La bataille judiciaire autour de « Once Upon a Time in Shaolin », l’album unique et mythique du Wu-Tang Clan, franchit un nouveau cap. Martin Shkreli, ancien dirigeant pharmaceutique déchu, a déposé une plainte reconventionnelle devant un tribunal fédéral de Brooklyn, visant à la fois RZA, le producteur Cilvaringz, et le collectif d’art numérique PleasrDAO. Au cœur du litige : la propriété des droits d’auteur de l’œuvre la plus rare de l’histoire du hip-hop.
Dans cette procédure, Shkreli affirme que son acquisition de l’album en 2015, pour un montant qu’il estime à 1,5 million de dollars, incluait non seulement l’objet physique : un coffret de deux disques enfermé dans une boîte en alliage argent-nickel, mais aussi 50 % des droits d’auteur. Si le coffret a été confisqué par le gouvernement américain en 2018 afin de satisfaire une saisie liée à sa condamnation pour fraude financière, Shkreli soutient que ses droits immatériels n’ont jamais été concernés par cette mesure.
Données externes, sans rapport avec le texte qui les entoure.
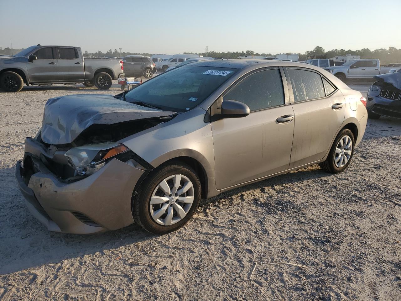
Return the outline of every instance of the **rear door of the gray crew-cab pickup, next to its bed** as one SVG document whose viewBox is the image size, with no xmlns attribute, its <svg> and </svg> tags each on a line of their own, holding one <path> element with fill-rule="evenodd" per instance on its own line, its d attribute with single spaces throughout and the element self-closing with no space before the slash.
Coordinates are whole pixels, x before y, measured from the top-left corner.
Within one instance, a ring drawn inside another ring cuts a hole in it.
<svg viewBox="0 0 401 301">
<path fill-rule="evenodd" d="M 58 81 L 83 81 L 85 72 L 79 51 L 72 47 L 57 47 Z"/>
</svg>

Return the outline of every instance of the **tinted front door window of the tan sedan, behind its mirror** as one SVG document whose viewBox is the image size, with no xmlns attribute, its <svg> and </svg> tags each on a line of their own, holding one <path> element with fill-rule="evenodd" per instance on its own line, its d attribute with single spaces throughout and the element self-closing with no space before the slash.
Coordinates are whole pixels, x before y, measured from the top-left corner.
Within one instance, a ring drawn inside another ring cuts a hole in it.
<svg viewBox="0 0 401 301">
<path fill-rule="evenodd" d="M 249 106 L 252 111 L 284 104 L 283 84 L 278 69 L 252 73 L 237 83 L 224 100 L 236 100 Z"/>
</svg>

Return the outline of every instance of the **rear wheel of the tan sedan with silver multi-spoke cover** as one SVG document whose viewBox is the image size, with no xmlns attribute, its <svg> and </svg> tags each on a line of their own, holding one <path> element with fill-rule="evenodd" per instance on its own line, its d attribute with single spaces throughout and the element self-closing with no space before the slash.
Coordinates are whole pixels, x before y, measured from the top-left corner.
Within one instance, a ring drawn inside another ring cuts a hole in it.
<svg viewBox="0 0 401 301">
<path fill-rule="evenodd" d="M 340 173 L 350 164 L 354 154 L 354 134 L 347 128 L 338 133 L 326 161 L 319 163 L 321 169 L 329 173 Z"/>
</svg>

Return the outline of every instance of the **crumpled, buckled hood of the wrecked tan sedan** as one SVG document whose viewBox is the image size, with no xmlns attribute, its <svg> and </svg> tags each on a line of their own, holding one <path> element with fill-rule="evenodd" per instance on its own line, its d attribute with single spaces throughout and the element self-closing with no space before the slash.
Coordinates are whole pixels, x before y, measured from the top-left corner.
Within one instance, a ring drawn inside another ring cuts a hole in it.
<svg viewBox="0 0 401 301">
<path fill-rule="evenodd" d="M 174 113 L 131 104 L 111 95 L 62 96 L 47 101 L 41 137 L 48 144 L 67 144 L 92 124 L 115 124 Z"/>
</svg>

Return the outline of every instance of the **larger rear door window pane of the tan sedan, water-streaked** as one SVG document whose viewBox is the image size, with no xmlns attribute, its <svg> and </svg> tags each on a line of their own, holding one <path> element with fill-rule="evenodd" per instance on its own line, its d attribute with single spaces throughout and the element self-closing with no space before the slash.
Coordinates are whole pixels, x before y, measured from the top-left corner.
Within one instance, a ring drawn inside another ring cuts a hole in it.
<svg viewBox="0 0 401 301">
<path fill-rule="evenodd" d="M 326 96 L 320 74 L 304 69 L 287 69 L 287 71 L 290 75 L 295 102 Z"/>
</svg>

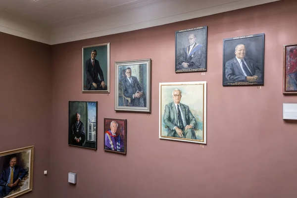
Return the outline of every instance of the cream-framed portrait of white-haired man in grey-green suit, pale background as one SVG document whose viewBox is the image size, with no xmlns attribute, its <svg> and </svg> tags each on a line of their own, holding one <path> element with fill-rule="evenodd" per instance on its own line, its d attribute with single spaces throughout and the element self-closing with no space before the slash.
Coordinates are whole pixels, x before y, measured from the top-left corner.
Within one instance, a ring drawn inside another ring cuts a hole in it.
<svg viewBox="0 0 297 198">
<path fill-rule="evenodd" d="M 206 144 L 206 82 L 159 83 L 159 138 Z"/>
</svg>

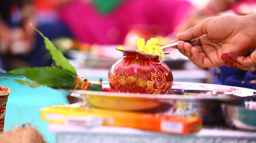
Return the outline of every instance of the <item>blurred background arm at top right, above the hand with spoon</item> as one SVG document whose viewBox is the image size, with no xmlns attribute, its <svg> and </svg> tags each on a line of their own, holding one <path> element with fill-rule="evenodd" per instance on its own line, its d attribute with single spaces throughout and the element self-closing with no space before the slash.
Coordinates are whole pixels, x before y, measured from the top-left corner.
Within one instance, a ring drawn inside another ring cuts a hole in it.
<svg viewBox="0 0 256 143">
<path fill-rule="evenodd" d="M 229 11 L 229 12 L 228 12 Z M 222 14 L 248 15 L 256 14 L 255 0 L 210 0 L 202 9 L 194 9 L 188 18 L 175 29 L 175 33 L 188 30 L 206 19 L 207 17 Z"/>
</svg>

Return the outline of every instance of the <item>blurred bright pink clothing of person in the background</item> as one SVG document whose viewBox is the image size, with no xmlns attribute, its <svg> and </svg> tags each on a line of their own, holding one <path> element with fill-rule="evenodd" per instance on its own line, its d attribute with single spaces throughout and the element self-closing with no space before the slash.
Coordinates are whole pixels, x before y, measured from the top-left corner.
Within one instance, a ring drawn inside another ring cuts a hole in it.
<svg viewBox="0 0 256 143">
<path fill-rule="evenodd" d="M 61 5 L 59 12 L 77 40 L 90 44 L 123 44 L 134 25 L 154 25 L 162 36 L 172 34 L 193 8 L 187 1 L 126 0 L 120 1 L 112 11 L 101 13 L 90 1 L 69 0 Z"/>
</svg>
Selon la plainte, le contrat initial prévoyait même que les 50 % restants des droits lui soient transférés en 2103, une clause emblématique de la vision quasi mythologique entourant le projet. Shkreli accuse aujourd’hui RZA et Cilvaringz d’avoir procédé à une « vente en double », en cédant cette participation à PleasrDAO pour 750 000 dollars en 2024, ce qui reviendrait, selon lui, à avoir « vendu 150 % des droits d’auteur ».
PleasrDAO, un collectif décentralisé spécialisé dans l’acquisition de biens culturellement significatifs, avait acheté le coffret physique de Shaolin au Department of Justice en 2021 pour environ 4 millions de dollars. Trois ans plus tard, le collectif a poursuivi Shkreli, l’accusant d’avoir violé l’accord de vente initial en diffusant des extraits de l’album en streaming. En septembre dernier, la juge fédérale Pamela Chen a autorisé cette procédure à se poursuivre, estimant que la valeur de l’album reposait sur son exclusivité et l’« expérience » qu’elle permet de créer.
L’avocat de PleasrDAO, Steven Cooper, a vivement critiqué la démarche de Shkreli, qualifiant sa stratégie de tentative répétée de diversion et de retardement. Les représentants de RZA et de Cilvaringz n’ont pas commenté à ce stade.
Figure tristement célèbre depuis l’affaire Daraprim et surnommé « Pharma Bro », Shkreli a été libéré par anticipation en 2022 et reste interdit d’exercer dans l’industrie pharmaceutique. Plus de dix ans après sa création, « Once Upon a Time in Shaolin » demeure ainsi un objet culturel hors norme, dont le destin continue de se jouer autant devant les tribunaux que dans l’histoire du hip-hop.